We know instinctively that 100 calories of Blue Bell ice cream is going to affect our weight differently than 100 calories of lean chicken breast. The reason why is centered around the concept of glycemic index. Glycemic Index is an important medical concept in understanding how different foods affect our ability to gain and lose weight. Our body can only use sugar (glucose) as an energy source. Everything we eat must become sugar in our bloodstream in order for our bodies to use it for energy.

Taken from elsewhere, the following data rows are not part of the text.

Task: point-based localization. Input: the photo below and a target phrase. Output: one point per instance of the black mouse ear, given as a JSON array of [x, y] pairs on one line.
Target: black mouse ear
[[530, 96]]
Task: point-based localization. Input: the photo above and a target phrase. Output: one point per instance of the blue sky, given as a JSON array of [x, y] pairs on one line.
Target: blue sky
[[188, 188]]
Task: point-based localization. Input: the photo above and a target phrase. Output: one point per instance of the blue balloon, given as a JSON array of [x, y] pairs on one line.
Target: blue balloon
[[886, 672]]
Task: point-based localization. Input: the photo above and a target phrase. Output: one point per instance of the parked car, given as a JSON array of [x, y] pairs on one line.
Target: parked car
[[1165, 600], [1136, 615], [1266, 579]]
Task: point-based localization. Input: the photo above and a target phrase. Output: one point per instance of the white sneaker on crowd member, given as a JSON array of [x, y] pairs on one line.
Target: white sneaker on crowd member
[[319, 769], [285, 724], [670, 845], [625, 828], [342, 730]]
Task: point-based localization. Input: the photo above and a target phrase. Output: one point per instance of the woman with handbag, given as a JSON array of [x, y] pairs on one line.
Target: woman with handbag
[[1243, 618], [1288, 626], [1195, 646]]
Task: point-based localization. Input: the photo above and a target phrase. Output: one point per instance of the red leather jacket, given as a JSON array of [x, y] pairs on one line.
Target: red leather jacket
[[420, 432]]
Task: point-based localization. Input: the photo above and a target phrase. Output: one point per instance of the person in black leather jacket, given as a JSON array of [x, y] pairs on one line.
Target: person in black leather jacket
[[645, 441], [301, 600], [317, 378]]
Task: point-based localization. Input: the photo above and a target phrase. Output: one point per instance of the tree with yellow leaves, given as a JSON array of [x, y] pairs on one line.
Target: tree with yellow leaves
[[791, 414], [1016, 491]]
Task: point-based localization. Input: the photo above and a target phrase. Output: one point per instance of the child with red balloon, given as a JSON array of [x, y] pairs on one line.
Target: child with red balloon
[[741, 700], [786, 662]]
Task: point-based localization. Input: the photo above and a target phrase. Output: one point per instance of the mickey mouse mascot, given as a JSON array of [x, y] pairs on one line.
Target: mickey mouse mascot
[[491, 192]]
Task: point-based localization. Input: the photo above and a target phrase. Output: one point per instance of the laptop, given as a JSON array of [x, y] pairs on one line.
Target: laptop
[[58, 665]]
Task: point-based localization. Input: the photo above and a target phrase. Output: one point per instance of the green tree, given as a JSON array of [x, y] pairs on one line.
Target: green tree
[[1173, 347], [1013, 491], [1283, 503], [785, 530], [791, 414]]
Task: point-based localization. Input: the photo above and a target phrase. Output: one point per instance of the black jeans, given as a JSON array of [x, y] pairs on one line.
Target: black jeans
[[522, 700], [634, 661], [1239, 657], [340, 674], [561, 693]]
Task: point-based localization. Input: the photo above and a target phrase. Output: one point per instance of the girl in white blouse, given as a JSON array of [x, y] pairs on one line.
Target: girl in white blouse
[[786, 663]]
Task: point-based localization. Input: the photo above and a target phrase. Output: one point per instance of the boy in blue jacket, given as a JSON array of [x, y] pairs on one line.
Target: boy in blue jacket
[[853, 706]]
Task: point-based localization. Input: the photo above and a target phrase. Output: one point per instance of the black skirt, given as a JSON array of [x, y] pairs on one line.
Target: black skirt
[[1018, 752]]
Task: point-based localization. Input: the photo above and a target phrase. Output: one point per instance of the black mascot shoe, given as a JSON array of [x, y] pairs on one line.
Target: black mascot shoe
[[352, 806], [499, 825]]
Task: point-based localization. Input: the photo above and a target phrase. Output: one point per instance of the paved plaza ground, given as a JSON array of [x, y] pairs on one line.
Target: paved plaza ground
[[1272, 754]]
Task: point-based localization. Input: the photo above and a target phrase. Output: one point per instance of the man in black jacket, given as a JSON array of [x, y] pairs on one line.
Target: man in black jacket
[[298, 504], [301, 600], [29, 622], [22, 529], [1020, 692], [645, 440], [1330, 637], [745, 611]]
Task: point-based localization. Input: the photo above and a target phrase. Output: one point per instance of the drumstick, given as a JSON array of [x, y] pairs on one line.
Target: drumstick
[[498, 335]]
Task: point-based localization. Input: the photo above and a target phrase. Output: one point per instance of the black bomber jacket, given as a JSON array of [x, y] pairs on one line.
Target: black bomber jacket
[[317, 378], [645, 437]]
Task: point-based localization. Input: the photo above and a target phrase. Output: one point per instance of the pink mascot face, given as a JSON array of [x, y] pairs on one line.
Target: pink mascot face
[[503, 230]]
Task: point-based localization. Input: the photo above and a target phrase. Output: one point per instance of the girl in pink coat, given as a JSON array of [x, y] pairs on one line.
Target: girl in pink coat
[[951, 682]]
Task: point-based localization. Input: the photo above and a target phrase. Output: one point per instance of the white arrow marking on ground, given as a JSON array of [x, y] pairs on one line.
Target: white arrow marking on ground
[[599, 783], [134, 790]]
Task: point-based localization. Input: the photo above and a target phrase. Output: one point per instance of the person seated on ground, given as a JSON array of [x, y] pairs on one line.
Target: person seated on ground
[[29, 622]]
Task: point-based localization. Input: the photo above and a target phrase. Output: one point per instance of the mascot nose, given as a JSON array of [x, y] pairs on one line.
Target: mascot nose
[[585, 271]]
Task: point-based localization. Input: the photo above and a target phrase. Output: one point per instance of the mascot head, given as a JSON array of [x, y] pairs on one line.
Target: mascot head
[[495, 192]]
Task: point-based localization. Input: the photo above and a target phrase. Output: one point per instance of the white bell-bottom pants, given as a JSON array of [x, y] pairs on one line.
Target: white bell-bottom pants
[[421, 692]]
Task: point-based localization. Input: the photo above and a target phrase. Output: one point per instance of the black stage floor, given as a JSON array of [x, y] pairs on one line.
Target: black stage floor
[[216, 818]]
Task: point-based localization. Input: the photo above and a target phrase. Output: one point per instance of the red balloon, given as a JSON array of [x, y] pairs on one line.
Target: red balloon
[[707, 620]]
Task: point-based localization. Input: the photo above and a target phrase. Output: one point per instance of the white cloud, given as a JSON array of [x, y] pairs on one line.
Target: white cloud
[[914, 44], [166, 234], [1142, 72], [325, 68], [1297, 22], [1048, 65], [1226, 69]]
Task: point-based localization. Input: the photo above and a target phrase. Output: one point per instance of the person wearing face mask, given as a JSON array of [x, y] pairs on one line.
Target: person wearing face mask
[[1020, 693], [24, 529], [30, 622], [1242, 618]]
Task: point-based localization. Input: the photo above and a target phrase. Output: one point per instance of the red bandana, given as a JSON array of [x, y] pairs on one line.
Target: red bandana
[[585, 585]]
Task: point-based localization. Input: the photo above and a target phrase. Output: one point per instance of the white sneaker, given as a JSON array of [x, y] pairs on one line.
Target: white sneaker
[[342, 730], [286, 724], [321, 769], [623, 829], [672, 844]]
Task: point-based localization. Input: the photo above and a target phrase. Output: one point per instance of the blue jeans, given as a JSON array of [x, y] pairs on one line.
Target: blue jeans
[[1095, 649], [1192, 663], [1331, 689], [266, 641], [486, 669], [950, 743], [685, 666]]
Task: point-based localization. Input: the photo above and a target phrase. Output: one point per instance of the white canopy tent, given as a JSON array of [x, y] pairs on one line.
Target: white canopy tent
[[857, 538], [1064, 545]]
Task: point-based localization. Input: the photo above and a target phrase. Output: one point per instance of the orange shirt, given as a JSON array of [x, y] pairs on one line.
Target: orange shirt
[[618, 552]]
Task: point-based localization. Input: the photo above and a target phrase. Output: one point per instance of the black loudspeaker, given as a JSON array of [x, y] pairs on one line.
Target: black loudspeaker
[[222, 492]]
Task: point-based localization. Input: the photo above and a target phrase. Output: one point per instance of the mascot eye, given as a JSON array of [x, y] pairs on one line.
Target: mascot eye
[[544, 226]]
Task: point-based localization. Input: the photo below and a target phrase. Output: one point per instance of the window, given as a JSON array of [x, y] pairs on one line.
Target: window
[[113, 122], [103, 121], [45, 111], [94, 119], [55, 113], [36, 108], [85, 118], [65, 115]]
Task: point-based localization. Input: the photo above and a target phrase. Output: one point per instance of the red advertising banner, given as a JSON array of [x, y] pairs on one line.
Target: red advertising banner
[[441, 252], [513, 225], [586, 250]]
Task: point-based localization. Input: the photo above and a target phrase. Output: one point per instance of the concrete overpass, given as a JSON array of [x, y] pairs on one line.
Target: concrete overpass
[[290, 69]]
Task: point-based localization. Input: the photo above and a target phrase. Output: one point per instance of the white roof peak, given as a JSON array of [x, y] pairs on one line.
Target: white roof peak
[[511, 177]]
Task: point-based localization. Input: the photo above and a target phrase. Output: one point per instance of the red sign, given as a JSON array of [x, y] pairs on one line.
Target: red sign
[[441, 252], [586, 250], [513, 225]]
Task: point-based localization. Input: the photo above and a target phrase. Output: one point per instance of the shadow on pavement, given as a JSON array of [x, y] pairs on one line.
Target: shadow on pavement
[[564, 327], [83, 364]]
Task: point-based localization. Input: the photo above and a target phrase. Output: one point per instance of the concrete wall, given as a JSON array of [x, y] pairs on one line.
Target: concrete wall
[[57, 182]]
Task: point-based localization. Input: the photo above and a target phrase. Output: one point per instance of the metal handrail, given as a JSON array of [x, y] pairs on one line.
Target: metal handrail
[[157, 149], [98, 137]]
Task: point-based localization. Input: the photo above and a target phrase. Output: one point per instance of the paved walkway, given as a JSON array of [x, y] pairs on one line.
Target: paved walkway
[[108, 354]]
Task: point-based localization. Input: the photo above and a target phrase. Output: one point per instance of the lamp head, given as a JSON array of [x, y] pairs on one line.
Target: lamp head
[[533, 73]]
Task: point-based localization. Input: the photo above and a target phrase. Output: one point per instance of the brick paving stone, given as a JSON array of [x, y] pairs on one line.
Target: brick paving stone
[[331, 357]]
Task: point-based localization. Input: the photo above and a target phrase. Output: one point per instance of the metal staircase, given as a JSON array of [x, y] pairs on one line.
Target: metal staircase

Simply put, glycemic index is a relative scale of how fast the food we eat becomes sugar in our bloodstream. “High” glycemic index foods such as sugary soft drinks and ice cream cause blood sugar levels to rise rapidly. On the other end of the spectrum, proteins (animal and vegetable) are “low” glycemic index foods. It takes time and energy for our body to convert the protein we eat into sugar in the bloodstream – a process called gluconeogenesis. The slower a food becomes sugar in our bloodstream – lower glycemic index – the longer our body has to use that sugar for current energy needs. The faster a food becomes sugar in our bloodstream – higher glycemic index – the more likely our body will simply store those calories as fat. This storage process happens rapidly, which explains why such foods are rarely satisfying- we are hungry again in no time. So, always try to center your meals and snacks around lower glycemic index foods.